Eine Theke präsentiert kleine bunte Pralinen in den Geschmackssorten Pannacotta, Pistazie, Blaubeer, Rosenwasser, Mango und Safran. Die mit Safran sind vergoldet. Es gibt Zitronenschokolade mit Pfeffer, Schokolade mit Alkohol gefüllt, Williams Birne, Cognac, Weinbrandbohnen. Schokobonbons, die mit Nougat oder Kaffeelikör gefüllt sind. Einen Stöckelschuh aus weißer und rosafarbener Schokolade und die komplette Stadtfassade von Luzern in weißer, Milch- und Zartbitterschokolade. Wow. Ich würde mir am liebsten ein Körbchen schnappen und loslegen. Oder mir einfach die ganze Pracht nach und nach in den Mund stecken. So ungefähr hatte ich mir das ausgemalt. Für Schokolade könnte ich mich wirklich ins Zeug legen, und verzaubert von dem Geruch, verspreche ich mir selbst, aus diesem Praktikum das Beste zu machen. Trotz des seltsamen Starts. Weil ich mittlerweile tatsächlich auf die Toilette muss, gehe ich ins Foyer zurück. Und plötzlich laufe ich Frau Rosenthal in die Arme.

»Ach, da sind Sie ja, ich hatte doch gesagt, Sie sollen im Café auf mich warten! Können Sie gleich die chinesische Touristengruppe übernehmen?«, fragt sie hektisch.

»Eh, nein, das kann ich nicht, so was habe ich noch nie gemacht«, protestiere ich, aber habe das Gefühl, dass sie mich gar nicht richtig hört. Also schüttle ich vorsichtshalber noch den Kopf.

»Hier ist der Zettel, da steht alles drauf, Sie müssen sie einfach nur durch die Ausstellung führen und ihnen an jeder Station die Tafel vorlesen. Sie können doch Englisch, oder nicht?«

»Das schon, aber …« Englisch ist nicht wirklich meine Stärke.

»Und das Schokoladengießen fällt heute aus, die Werkstatt ist unbesetzt.« Zaghaft nicke ich.

»Wunderbar, dann lasse ich Sie jetzt allein. Und denken Sie daran, je mehr Schokolade sie am Schluss verkaufen, desto höher fällt Ihre Provision aus. Grüezi!«

Weg ist sie, und ich bin schockiert und überfordert. Was soll das Gerede von Provision? Ich kriege doch ein festes Gehalt, wobei der Begriff Taschengeld passender wäre. Aber wie soll ich ohne jede Einarbeitung eine Führung übernehmen? Doch es hilft nichts, ich kann mich schlecht am ersten Tag der ersten Anweisung meiner Vorgesetzten widersetzen.

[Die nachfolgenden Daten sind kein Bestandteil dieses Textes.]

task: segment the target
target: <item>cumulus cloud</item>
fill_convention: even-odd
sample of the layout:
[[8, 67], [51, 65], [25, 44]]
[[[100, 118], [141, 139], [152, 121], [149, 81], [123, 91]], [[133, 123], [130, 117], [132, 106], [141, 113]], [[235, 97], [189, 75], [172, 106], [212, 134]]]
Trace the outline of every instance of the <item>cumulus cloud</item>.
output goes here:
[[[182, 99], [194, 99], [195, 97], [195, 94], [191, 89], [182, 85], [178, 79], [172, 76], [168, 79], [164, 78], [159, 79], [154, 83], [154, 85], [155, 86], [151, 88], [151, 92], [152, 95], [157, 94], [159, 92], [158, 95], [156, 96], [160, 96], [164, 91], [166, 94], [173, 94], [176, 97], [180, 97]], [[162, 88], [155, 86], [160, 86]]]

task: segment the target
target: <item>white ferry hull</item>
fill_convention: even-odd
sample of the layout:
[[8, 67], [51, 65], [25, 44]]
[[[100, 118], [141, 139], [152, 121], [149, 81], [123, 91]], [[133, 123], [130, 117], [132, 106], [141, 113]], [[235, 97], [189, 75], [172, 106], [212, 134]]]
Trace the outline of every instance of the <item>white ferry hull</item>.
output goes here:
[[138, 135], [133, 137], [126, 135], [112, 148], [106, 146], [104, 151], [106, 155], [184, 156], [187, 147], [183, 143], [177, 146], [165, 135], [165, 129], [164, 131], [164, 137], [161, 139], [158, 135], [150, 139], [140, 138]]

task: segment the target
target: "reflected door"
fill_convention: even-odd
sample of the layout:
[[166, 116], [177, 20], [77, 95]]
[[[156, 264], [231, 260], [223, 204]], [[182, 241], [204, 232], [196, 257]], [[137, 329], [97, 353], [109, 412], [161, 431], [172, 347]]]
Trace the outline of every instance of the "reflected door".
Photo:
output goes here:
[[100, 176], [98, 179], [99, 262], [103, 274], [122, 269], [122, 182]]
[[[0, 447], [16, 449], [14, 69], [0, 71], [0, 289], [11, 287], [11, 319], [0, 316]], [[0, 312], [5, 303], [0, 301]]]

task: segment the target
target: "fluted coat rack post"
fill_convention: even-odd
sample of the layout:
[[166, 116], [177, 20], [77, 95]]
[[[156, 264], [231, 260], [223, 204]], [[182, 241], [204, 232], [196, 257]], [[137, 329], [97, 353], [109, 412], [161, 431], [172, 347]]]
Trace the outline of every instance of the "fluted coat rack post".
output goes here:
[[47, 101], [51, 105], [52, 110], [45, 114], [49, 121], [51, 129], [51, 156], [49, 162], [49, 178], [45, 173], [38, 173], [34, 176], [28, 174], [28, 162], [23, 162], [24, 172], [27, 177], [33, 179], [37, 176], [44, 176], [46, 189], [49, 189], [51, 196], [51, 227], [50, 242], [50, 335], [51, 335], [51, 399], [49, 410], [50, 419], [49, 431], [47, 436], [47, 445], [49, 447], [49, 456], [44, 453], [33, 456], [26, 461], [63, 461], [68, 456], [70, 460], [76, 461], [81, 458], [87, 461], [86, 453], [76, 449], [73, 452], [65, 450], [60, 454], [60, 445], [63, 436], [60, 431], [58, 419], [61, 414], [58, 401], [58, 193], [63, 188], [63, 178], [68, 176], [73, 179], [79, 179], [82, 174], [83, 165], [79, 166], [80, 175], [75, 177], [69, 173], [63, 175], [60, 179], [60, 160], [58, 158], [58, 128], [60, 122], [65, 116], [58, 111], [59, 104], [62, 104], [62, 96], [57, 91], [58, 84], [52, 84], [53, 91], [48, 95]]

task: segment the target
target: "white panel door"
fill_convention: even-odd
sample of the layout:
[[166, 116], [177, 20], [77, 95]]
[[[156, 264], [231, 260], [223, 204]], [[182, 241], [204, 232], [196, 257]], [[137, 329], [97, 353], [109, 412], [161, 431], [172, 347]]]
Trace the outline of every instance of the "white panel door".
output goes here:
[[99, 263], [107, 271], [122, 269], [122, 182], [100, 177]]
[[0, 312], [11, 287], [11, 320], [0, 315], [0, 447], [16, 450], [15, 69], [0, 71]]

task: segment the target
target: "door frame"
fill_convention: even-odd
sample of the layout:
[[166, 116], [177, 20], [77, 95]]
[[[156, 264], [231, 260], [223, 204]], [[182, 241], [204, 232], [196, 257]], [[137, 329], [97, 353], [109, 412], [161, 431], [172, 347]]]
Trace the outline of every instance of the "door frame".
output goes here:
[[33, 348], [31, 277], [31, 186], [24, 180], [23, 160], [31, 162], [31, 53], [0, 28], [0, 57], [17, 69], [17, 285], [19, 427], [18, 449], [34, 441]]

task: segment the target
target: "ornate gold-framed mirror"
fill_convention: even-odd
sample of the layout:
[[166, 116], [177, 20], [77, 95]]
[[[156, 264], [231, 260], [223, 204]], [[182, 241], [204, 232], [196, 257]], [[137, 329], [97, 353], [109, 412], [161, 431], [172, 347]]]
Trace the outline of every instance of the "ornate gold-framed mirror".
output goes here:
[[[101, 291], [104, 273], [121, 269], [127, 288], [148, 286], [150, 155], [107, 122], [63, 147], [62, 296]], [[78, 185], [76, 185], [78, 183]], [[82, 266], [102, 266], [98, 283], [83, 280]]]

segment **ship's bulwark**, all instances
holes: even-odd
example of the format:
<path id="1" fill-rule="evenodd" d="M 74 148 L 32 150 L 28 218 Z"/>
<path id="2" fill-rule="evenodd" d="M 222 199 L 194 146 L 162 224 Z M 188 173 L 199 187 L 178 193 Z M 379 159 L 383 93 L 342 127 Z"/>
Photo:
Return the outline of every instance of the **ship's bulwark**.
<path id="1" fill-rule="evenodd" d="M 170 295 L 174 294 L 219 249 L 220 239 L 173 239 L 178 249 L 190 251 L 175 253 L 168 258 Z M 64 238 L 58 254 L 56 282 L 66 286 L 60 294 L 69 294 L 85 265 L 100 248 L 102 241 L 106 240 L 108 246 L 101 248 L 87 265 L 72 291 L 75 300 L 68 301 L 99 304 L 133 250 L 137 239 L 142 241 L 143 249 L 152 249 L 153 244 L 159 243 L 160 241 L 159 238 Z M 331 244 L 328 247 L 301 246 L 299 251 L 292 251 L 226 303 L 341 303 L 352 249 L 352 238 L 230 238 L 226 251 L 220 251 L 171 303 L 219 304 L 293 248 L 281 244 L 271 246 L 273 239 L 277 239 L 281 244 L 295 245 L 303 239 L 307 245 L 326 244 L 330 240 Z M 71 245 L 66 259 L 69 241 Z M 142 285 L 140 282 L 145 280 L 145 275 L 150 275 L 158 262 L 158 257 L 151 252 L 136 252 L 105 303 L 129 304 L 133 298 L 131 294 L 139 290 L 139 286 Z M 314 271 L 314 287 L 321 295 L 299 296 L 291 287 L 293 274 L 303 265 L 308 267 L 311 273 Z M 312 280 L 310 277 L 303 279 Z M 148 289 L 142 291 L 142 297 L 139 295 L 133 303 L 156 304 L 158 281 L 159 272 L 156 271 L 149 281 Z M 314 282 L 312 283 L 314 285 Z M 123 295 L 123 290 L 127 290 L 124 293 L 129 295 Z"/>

Also schleiche ich zurück zum Empfang und lese mir zitternd den Zettel durch.

 

Erlebnisrundgang mit fachkundigem Guide.

 

Ich schnaube kurz auf.

 

Begrüßung/Garderobe/Überprüfung Anmeldung (Vanessa: bezahlt?) Pro Person 1 Schoggitaler verzieren / 25 Minuten gesamt / Ladenverkauf: Spitzhügeli Nr. 16!

 

Ich drehe den Zettel um, aber da steht nichts weiter. Ist das ihr Ernst? Das sind die kompletten Anweisungen? Ich habe noch nie in meinem Leben eine Führung geleitet, nur eine Schatzsuche am Kindergeburtstag von Beckys kleinem Bruder, und die ist total danebengegangen. Die Kinder sind von Station zu Station gerast und waren am Ziel, bevor Becky den Schatz überhaupt richtig versteckt hatte. Sie haben ihr die Kiste aus den Händen gerissen und die Süßigkeiten eigenmächtig unter sich verteilt.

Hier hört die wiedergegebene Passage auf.